By making just a few adjustments, your business would be primed to help a disabled employee do their job to the best of their abilities. In many countries, companies are legally required to make their premises accessible for disabled people, whether they are employees or customers. How can this be achieved?
Think about people with different disabilities. Some have physical disabilities and may need to use a wheelchair to get around. Others may be blind, partially-sighted or have cognitive conditions such as autism. They may find the typical office or store environment overloading. Making reasonable adjustments for disabled people with different impairments is essential.
One such adjustment is the installation of an accessible toilet. For clients and staff, it will provide a much-needed place to go when nature calls with dignity. Accessible transport and space for parking are useful too. Accessible vans from companies like Allied Mobility and a dedicated parking space for disabled people outside the store or office will take care of that.

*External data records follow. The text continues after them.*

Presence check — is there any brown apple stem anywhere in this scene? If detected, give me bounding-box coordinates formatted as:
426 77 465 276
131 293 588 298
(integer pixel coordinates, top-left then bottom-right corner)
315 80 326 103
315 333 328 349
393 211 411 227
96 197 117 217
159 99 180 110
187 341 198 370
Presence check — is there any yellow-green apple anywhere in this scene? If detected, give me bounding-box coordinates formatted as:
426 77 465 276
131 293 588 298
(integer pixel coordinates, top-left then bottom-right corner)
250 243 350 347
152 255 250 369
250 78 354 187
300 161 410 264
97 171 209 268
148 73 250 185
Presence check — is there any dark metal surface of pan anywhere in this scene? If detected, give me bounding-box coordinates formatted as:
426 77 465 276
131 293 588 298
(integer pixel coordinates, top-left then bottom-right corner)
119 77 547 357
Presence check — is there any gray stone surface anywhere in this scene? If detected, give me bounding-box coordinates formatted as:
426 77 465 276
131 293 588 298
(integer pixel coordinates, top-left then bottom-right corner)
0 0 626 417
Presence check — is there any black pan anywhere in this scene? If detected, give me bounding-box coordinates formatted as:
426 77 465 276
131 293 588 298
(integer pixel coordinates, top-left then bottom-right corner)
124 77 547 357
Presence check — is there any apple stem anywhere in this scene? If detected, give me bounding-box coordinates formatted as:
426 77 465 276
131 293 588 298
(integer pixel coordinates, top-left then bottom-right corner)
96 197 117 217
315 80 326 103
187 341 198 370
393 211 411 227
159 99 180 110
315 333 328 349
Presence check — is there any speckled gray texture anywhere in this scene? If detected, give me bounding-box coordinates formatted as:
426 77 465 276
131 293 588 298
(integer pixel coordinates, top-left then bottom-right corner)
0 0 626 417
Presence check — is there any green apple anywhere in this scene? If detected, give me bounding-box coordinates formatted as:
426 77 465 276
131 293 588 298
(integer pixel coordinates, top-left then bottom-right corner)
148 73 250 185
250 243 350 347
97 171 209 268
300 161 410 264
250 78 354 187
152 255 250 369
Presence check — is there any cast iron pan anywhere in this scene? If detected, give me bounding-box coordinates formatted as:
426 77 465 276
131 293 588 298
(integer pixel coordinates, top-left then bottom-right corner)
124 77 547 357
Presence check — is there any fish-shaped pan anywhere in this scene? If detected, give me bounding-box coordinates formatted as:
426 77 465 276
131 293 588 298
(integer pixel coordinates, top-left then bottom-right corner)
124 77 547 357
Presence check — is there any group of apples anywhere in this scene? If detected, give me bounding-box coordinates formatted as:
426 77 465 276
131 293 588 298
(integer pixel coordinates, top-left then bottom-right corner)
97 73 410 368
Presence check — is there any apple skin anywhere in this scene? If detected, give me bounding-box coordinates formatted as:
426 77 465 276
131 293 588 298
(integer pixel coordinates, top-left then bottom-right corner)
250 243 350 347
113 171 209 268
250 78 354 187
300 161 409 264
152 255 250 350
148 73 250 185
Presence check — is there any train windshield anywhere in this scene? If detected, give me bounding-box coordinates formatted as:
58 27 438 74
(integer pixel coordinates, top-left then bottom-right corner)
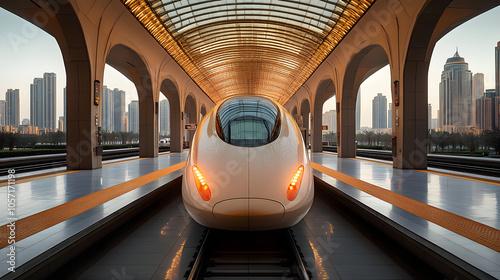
217 97 281 147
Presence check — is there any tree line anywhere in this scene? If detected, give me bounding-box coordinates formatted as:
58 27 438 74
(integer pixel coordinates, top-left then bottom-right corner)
0 131 139 151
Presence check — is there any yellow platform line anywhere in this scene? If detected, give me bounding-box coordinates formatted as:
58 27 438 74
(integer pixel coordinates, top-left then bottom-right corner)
0 153 175 187
322 152 500 186
0 161 186 248
311 162 500 252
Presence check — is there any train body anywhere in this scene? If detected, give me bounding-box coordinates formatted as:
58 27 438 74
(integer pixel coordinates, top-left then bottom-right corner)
182 96 314 231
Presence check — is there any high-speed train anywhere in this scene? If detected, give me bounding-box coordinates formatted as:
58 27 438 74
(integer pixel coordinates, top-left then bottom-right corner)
182 96 314 231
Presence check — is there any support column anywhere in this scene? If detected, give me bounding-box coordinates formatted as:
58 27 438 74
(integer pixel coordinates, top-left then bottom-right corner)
311 106 323 152
393 61 429 169
139 94 159 158
337 98 356 158
65 60 102 170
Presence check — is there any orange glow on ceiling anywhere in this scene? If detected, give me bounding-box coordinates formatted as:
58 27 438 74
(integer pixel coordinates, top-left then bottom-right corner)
122 0 375 104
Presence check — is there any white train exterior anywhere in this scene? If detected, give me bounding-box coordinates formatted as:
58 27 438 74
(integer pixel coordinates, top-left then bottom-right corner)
182 96 314 230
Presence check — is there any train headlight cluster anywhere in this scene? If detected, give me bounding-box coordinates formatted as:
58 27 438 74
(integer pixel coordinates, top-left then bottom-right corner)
286 165 304 201
193 165 212 201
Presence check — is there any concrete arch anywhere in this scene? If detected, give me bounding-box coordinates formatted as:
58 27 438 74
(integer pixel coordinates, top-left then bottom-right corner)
393 0 500 169
0 0 102 169
106 44 159 157
183 93 199 145
337 45 389 157
160 79 184 152
311 78 336 152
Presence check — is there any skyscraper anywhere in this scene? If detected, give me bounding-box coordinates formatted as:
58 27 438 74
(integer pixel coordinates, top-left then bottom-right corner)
439 50 473 126
387 103 392 128
30 73 57 129
472 73 484 100
63 87 67 131
101 86 115 131
0 100 6 125
113 88 126 131
476 89 496 130
160 99 170 135
372 93 387 129
43 73 57 129
495 42 500 96
5 89 19 126
427 103 432 130
471 73 484 124
30 78 45 129
128 100 139 133
356 87 361 130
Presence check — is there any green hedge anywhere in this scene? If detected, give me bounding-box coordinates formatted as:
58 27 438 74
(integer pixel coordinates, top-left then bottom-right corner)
0 144 139 158
358 145 392 151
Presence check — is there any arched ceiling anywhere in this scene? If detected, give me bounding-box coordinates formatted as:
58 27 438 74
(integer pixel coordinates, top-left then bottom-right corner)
122 0 375 103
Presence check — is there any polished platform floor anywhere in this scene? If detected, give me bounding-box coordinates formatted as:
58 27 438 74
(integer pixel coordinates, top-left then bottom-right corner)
311 153 500 278
54 186 443 280
0 153 187 277
0 153 500 279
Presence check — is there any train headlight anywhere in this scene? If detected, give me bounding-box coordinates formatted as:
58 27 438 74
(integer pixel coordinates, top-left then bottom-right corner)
286 165 304 201
193 165 212 201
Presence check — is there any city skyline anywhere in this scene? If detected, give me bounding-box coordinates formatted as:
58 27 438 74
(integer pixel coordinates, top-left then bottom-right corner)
0 7 500 127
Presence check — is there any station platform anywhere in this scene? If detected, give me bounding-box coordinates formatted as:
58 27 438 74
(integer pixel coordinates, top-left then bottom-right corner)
311 153 500 279
0 153 187 279
0 150 500 279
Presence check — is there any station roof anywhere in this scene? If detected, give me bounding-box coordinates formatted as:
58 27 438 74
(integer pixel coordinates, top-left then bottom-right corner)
122 0 375 103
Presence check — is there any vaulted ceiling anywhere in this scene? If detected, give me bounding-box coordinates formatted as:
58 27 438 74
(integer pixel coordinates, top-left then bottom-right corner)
122 0 375 103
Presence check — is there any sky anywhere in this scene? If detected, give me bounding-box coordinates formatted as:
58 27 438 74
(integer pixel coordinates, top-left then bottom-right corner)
0 7 500 127
323 7 500 127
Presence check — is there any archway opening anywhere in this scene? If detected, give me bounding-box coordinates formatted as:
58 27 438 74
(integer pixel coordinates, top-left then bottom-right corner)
427 4 500 156
101 64 140 147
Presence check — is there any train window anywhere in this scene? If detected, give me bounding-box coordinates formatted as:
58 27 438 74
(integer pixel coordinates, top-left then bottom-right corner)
217 97 281 147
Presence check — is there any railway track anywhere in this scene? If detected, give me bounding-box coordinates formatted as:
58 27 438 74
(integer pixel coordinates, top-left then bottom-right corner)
0 147 170 176
323 146 500 177
186 229 310 280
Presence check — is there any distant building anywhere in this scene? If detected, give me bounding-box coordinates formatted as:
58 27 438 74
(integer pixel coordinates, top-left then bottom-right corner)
5 89 20 127
101 86 115 131
30 78 45 129
495 42 500 96
0 100 6 125
30 73 57 129
439 50 474 126
322 110 337 132
431 118 438 129
472 73 484 100
57 116 65 132
472 73 484 124
160 99 170 135
43 73 57 129
427 103 432 129
387 103 392 128
128 100 139 133
356 87 361 130
18 125 38 134
372 93 387 129
61 87 67 131
476 89 498 130
113 88 127 131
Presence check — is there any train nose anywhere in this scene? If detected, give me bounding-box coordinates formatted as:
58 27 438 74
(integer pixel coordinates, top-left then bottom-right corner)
212 198 285 230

In the store, office or warehouse, the next step in creating an accessible environment is to look at the little things. For workers, look at the typical office desk and see what can help to make disabled employees’ jobs easier. Assistive technology such as screen readers, irlen filters for computer screens and braille keyboards can help, depending on what they need.
Next, look at what there is to help employees get from one part of the office to the other. Installation of an elevator and hand rails across the walls can remedy this problem. For entry into the office or store, a wheelchair ramp has to be built, especially if there is a lawn or pavement with a small incline in front.
For both customers and workers, look at the decor of your premises. For neurodivergent people, avoid using bright colours, intense strip lighting and anything that amplifies background noise. If possible, create a quiet space where customers/staff can go if they experience sensory overload.
Before you make any changes to the premises, ask your disabled employees what they would like. Otherwise, you might be making the wrong changes.